Yes, let's discuss pets. I come from a family that dislikes/hates/fears animals, with the exception of my maternal grandfather, who raised homing pigeons and loved animals. Other than him, although I am biologically related to my family, I have very little in common with them, especially in the pet arena. I grew up loving/adoring/worshipping animals despite it all -- so much that I wanted to be a veterinarian and worked a few years at an animal hospital!

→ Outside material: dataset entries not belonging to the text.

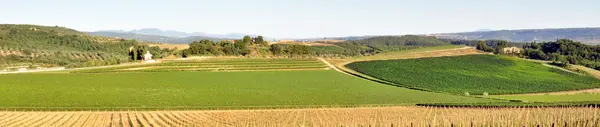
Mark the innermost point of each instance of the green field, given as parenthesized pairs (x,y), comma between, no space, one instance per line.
(217,64)
(582,97)
(475,74)
(106,89)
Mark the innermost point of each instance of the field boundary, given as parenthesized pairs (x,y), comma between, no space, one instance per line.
(340,67)
(587,70)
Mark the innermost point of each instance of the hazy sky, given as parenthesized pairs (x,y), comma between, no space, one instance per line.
(304,18)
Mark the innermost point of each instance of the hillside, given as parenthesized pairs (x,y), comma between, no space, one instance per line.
(375,45)
(29,45)
(585,35)
(152,38)
(475,74)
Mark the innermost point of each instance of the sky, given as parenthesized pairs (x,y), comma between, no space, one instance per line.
(304,18)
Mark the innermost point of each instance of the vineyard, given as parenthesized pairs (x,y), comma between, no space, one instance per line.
(211,83)
(475,75)
(219,64)
(368,116)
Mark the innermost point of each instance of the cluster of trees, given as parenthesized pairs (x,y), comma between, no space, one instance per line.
(235,47)
(137,52)
(364,47)
(59,46)
(291,50)
(374,45)
(495,46)
(564,51)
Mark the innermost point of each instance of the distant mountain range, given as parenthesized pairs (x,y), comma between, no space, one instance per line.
(165,36)
(584,35)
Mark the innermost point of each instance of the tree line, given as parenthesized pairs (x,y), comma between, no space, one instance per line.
(59,46)
(562,51)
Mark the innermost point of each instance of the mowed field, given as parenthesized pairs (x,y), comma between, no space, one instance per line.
(475,74)
(328,117)
(206,84)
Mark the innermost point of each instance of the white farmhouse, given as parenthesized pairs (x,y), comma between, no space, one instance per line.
(147,56)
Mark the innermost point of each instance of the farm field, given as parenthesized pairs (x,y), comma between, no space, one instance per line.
(475,74)
(361,116)
(116,88)
(217,64)
(581,97)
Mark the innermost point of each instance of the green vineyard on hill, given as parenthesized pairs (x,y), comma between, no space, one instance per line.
(475,74)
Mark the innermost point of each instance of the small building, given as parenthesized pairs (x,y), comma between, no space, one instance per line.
(512,50)
(147,56)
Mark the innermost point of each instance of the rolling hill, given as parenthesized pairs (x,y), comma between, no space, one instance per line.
(25,45)
(585,35)
(153,38)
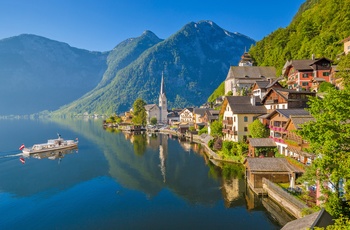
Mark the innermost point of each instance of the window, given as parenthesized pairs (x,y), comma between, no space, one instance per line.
(325,64)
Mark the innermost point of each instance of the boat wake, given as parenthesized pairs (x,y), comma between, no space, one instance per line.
(12,155)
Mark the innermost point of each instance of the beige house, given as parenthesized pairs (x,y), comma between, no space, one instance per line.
(346,42)
(187,116)
(238,112)
(241,78)
(152,111)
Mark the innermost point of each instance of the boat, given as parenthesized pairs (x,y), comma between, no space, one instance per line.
(51,145)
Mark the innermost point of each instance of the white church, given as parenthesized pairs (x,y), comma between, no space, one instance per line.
(160,111)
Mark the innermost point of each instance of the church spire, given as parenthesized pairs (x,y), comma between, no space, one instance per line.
(162,85)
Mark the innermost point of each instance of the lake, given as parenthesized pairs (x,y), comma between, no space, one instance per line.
(120,181)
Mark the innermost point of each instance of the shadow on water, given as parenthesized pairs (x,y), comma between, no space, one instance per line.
(152,163)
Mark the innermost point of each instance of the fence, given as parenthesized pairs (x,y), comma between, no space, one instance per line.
(288,201)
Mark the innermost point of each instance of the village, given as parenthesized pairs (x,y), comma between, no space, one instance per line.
(279,103)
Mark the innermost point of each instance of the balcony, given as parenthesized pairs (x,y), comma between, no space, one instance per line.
(227,122)
(229,131)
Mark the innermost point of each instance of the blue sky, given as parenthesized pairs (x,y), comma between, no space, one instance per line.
(100,25)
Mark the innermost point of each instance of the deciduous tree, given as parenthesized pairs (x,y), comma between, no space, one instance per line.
(139,112)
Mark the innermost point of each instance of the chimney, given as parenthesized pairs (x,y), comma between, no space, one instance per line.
(252,99)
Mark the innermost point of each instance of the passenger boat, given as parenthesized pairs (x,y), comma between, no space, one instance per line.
(51,145)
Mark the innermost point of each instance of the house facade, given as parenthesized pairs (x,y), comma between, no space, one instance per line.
(303,74)
(286,99)
(241,78)
(260,88)
(277,121)
(152,111)
(187,116)
(238,112)
(295,144)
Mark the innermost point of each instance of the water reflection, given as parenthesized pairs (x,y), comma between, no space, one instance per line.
(53,155)
(156,162)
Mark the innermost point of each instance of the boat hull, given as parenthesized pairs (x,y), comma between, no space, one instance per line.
(61,147)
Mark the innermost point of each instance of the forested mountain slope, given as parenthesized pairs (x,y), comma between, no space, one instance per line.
(195,60)
(318,28)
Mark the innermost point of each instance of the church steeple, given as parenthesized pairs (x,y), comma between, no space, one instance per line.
(162,85)
(163,102)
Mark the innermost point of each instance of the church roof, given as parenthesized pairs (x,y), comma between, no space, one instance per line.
(251,72)
(242,105)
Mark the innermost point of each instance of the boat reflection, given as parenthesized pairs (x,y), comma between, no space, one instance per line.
(53,155)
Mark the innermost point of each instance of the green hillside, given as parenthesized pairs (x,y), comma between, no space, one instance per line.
(318,28)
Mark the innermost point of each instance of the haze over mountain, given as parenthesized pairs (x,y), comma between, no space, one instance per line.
(194,60)
(38,74)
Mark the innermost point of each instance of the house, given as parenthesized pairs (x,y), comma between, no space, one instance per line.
(320,219)
(152,111)
(246,60)
(238,112)
(277,121)
(295,144)
(346,42)
(211,115)
(241,78)
(187,116)
(260,88)
(277,170)
(261,147)
(302,73)
(198,116)
(285,99)
(173,116)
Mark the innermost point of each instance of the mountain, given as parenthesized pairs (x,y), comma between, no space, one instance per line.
(194,60)
(38,74)
(318,28)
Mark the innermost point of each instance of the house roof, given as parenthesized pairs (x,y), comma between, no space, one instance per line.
(301,65)
(149,106)
(242,105)
(200,111)
(288,112)
(318,219)
(261,142)
(285,93)
(300,120)
(251,72)
(270,164)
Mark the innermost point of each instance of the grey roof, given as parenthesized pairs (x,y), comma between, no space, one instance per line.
(271,164)
(285,93)
(261,142)
(299,120)
(242,105)
(249,72)
(318,219)
(149,106)
(301,65)
(200,111)
(288,112)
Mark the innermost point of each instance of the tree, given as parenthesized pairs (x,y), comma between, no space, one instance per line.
(216,129)
(139,112)
(329,138)
(325,87)
(153,121)
(258,130)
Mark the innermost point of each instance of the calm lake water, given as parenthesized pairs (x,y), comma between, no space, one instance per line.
(120,181)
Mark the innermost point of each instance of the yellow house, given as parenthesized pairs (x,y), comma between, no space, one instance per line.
(238,112)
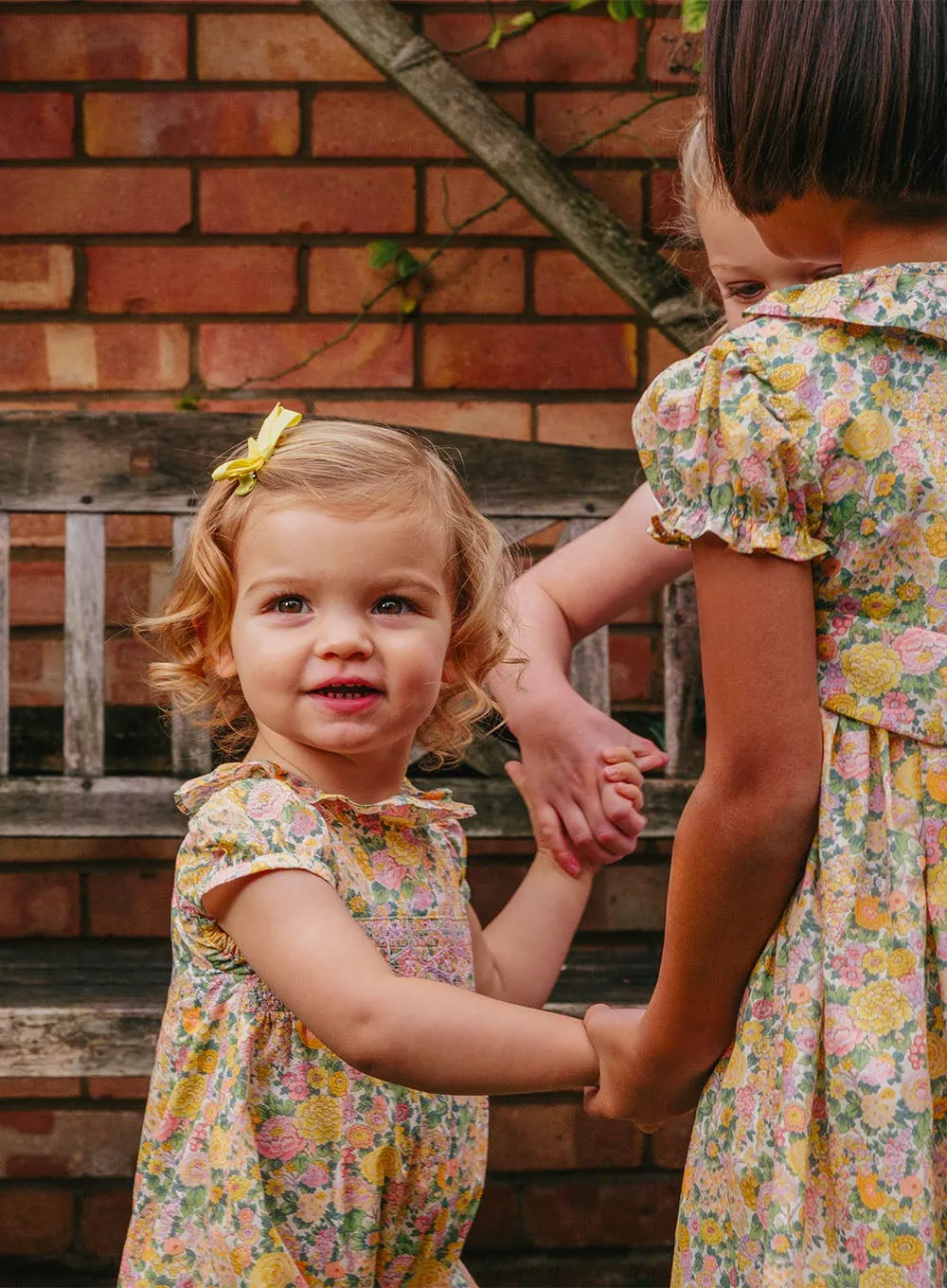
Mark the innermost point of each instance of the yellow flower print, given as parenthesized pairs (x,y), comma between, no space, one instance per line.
(429,1274)
(272,1270)
(383,1163)
(901,962)
(871,669)
(906,1249)
(883,1277)
(187,1097)
(711,1231)
(880,1008)
(318,1119)
(790,375)
(936,536)
(879,605)
(868,436)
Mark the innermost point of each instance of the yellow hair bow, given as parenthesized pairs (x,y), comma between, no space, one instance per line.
(258,450)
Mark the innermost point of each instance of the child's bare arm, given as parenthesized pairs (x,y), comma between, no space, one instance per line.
(297,936)
(519,955)
(564,598)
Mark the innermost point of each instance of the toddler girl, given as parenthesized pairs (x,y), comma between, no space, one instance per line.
(316,1111)
(564,742)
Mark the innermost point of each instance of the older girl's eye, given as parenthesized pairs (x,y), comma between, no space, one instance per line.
(393,605)
(290,604)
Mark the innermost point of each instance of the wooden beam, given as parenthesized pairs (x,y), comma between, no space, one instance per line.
(526,169)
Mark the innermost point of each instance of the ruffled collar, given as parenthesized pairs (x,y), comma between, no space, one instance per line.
(896,296)
(410,808)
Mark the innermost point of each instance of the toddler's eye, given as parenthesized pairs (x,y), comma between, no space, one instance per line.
(289,604)
(392,605)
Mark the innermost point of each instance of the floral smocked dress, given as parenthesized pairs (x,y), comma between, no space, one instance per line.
(267,1161)
(818,432)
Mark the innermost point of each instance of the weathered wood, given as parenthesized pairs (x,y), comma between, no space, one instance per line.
(191,754)
(683,683)
(150,462)
(145,807)
(93,1009)
(4,644)
(524,167)
(589,671)
(84,706)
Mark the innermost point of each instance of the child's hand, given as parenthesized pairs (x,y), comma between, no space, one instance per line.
(638,1079)
(586,808)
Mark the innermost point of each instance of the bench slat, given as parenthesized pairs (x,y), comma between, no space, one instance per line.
(4,644)
(191,751)
(84,711)
(589,671)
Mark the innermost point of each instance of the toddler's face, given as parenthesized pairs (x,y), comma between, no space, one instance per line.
(339,639)
(742,267)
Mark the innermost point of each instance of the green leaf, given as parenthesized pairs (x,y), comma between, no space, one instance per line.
(383,253)
(693,14)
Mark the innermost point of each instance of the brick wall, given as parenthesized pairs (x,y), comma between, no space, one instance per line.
(188,192)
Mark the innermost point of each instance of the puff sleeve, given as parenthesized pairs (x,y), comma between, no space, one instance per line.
(728,450)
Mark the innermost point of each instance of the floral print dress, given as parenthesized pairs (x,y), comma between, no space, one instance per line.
(818,432)
(267,1161)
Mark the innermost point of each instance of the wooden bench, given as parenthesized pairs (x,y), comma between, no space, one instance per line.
(92,1008)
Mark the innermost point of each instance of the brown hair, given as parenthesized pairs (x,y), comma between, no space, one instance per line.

I've lost several cats over the years, and it is difficult as hell to lose a pet. When my cat Cosette, whom I adopted the day after I was diagnosed with breast cancer, died, I was lost. Still am. For 15 years, she slept with me every night, all night. She comforted me when I was sick with cancer treatments. Our cat Hemi had diabetes, but he was doing well. Then he felt what we thought was just under the weather, so we brought him in. His liver values were sky high. Unexpectedly for us. We made the humane decision to put in to sleep.
Our pets are members of our family, and they give us great joy. While we have them for only a short time, relatively speaking, they are worth spending our love on. Titus died way too soon. I am so saddened by this loss. As we know, grief has no timeline. Sending love and hugs.